Wednesday, August 27, 2014

Kentucky Supreme Court Strikes Down Statute Limiting Proximity of Bars/Restaurants in Louisville

Kentucky Supreme Court Strikes Down Statute Limiting Proximity of
Bars/Restaurants in Louisville


      In a recent decision, the Kentucky Supreme Court has struck down a statute that precluded certain holders of retail alcoholic drink licenses from being located within 700 feet of one another.  KRS § 241.075 precluded the issuance of a retail drink license to an applicant located in a “combination business and residential area” of a first-class city of another “establishment” was located within 700 feet of the applicant.  At the time this dispute arose, Louisville was unique in the Commonwealth of Kentucky as the only first-class city.  This statute, effectively applicable only in Louisville, was found to violate §§ 59 and 60 of the Kentucky Constitution, they precluding local and special legislation.  Louisville/Jefferson County Metro Government v. O’Shea’s-Baxter, LLC, 0085-DG, 2014 WL 4116490 (Ky. Aug. 21, 2014). 

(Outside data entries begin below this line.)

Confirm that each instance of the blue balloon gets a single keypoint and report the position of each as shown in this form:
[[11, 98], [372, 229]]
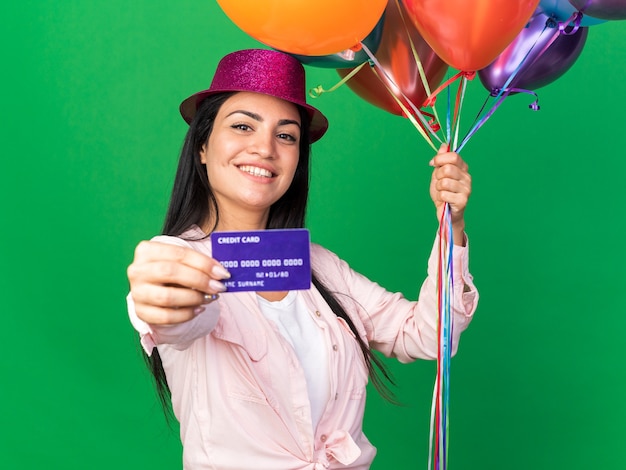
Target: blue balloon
[[562, 10]]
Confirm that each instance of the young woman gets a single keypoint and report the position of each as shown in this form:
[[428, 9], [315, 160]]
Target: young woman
[[273, 380]]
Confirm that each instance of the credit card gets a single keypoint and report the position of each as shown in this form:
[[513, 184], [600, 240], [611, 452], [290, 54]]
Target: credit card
[[264, 260]]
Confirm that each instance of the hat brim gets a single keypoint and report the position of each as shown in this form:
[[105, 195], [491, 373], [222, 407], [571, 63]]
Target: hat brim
[[317, 128]]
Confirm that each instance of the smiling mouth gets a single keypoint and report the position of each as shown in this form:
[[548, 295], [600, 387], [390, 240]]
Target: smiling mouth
[[256, 171]]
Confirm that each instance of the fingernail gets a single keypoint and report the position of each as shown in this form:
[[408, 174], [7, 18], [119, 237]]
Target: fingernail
[[216, 285], [220, 271]]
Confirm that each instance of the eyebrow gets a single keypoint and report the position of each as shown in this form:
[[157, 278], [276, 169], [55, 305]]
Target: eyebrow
[[259, 118]]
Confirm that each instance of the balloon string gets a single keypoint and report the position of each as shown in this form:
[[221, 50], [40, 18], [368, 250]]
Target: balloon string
[[439, 423], [317, 91], [405, 110], [423, 125], [420, 67]]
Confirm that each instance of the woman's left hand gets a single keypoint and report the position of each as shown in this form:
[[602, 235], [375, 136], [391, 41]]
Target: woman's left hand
[[451, 183]]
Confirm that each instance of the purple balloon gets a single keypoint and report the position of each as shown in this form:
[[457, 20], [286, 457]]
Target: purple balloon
[[605, 9], [546, 61]]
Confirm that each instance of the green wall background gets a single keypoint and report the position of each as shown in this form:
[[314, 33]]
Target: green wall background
[[90, 135]]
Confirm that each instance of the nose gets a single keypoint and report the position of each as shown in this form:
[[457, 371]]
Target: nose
[[262, 143]]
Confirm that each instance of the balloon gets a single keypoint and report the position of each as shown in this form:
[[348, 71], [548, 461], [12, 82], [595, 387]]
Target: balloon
[[397, 60], [469, 34], [348, 58], [604, 9], [306, 27], [562, 10], [537, 69]]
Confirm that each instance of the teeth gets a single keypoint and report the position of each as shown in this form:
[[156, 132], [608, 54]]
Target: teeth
[[256, 171]]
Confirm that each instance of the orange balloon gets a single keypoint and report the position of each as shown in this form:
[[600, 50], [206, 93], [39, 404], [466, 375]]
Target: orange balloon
[[400, 76], [470, 34], [306, 27]]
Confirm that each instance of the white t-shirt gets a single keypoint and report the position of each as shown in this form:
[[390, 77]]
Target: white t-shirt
[[298, 327]]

      O’Shea’s-Baxter, LLC, doing business as Flanagan’s, applied for a retail liquor drink license to replace its restaurant drink license.  That application was denied on the basis that there were similar establishments within 700 feet.  Flanagan’s appealed that ruling on a number of grounds, including that the 700-foot requirement was unconstitutional as either special or local legislation otherwise forbidden by the Kentucky Constitution.  While the trial court rejected that notion, it was accepted by the Kentucky Court of Appeals.  There then followed an appeal to the Kentucky Supreme Court.

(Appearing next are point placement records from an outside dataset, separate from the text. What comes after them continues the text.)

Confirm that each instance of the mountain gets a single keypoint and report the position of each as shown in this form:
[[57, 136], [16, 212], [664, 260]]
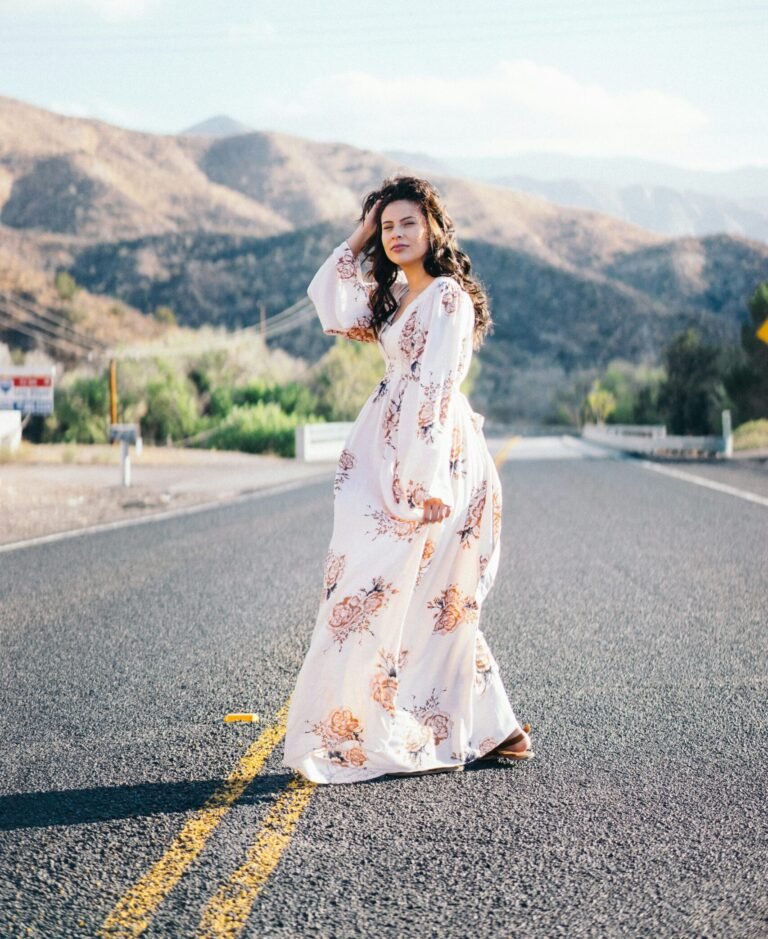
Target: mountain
[[666, 199], [221, 125], [215, 226]]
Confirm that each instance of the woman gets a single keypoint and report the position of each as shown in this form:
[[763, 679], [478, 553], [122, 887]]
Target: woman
[[398, 678]]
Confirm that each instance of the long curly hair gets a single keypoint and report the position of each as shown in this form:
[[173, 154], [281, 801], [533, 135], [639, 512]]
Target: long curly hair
[[443, 257]]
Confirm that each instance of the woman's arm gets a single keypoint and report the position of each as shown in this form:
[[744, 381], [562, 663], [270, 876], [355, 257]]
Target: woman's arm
[[338, 291]]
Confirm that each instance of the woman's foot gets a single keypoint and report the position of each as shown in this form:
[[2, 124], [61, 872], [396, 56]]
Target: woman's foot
[[517, 746]]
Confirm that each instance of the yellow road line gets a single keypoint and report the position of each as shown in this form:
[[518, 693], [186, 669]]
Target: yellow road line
[[227, 912], [134, 911], [504, 452]]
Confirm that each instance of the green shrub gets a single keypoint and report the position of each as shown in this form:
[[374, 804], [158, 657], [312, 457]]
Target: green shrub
[[753, 435], [172, 407], [259, 428], [80, 412]]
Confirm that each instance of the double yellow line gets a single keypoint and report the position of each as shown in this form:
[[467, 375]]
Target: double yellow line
[[227, 912]]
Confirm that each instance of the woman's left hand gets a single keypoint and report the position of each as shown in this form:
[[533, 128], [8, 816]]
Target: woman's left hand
[[435, 510]]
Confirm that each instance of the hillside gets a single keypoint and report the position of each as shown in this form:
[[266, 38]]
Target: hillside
[[214, 226]]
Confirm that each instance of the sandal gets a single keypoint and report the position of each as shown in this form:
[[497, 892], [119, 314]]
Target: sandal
[[459, 768], [503, 750]]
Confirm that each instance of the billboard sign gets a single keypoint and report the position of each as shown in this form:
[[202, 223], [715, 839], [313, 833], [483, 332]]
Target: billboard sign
[[26, 388]]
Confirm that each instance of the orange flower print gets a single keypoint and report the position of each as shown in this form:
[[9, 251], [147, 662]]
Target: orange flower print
[[440, 725], [445, 398], [483, 664], [345, 265], [392, 413], [417, 739], [426, 415], [362, 333], [344, 725], [381, 389], [385, 682], [340, 729], [346, 463], [426, 557], [402, 529], [456, 458], [412, 342], [450, 296], [454, 609], [355, 757], [353, 614], [496, 515], [414, 493], [334, 568], [435, 727], [471, 527]]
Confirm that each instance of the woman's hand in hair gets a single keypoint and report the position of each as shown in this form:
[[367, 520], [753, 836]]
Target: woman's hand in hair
[[435, 510], [365, 230]]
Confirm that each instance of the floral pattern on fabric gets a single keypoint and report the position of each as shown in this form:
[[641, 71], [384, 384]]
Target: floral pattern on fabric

      Notwithstanding the fact that laws governing the regulation of alcoholic beverages are given great deference, the Supreme Court found that this statute violated the prohibition in the Kentucky Constitution against special and local legislation.  Essentially, the Court found that the purported aim of the statute, namely to reduce the concentration of establishments selling alcoholic beverages, is no different between Louisville, Lexington and other urban centers in Kentucky irrespective of whether those urban centers are located in cities of the first class.  Rather, the Supreme Court found:
[N]o rational basis is readily apparent to us by which we might presume that the circumstances associated with a concentration of liquor licenses in the “combination business and residential area” in Louisville are any different than they would be in other sizeable cities not designated as first-class or consolidated local governments, such as Lexington, Bowling Green, or Covington.  The business and residential areas in these other cities are not immune to whatever evils may flow from a concentration of retail drink licenses.  Thus, there is no reason to assume that the concentration of retail drink licenses in Louisville is “fraught with other or different consequences” than the concentration of similar licenses in other Kentucky cities.
      This was a unanimous decision of the Kentucky Supreme Court.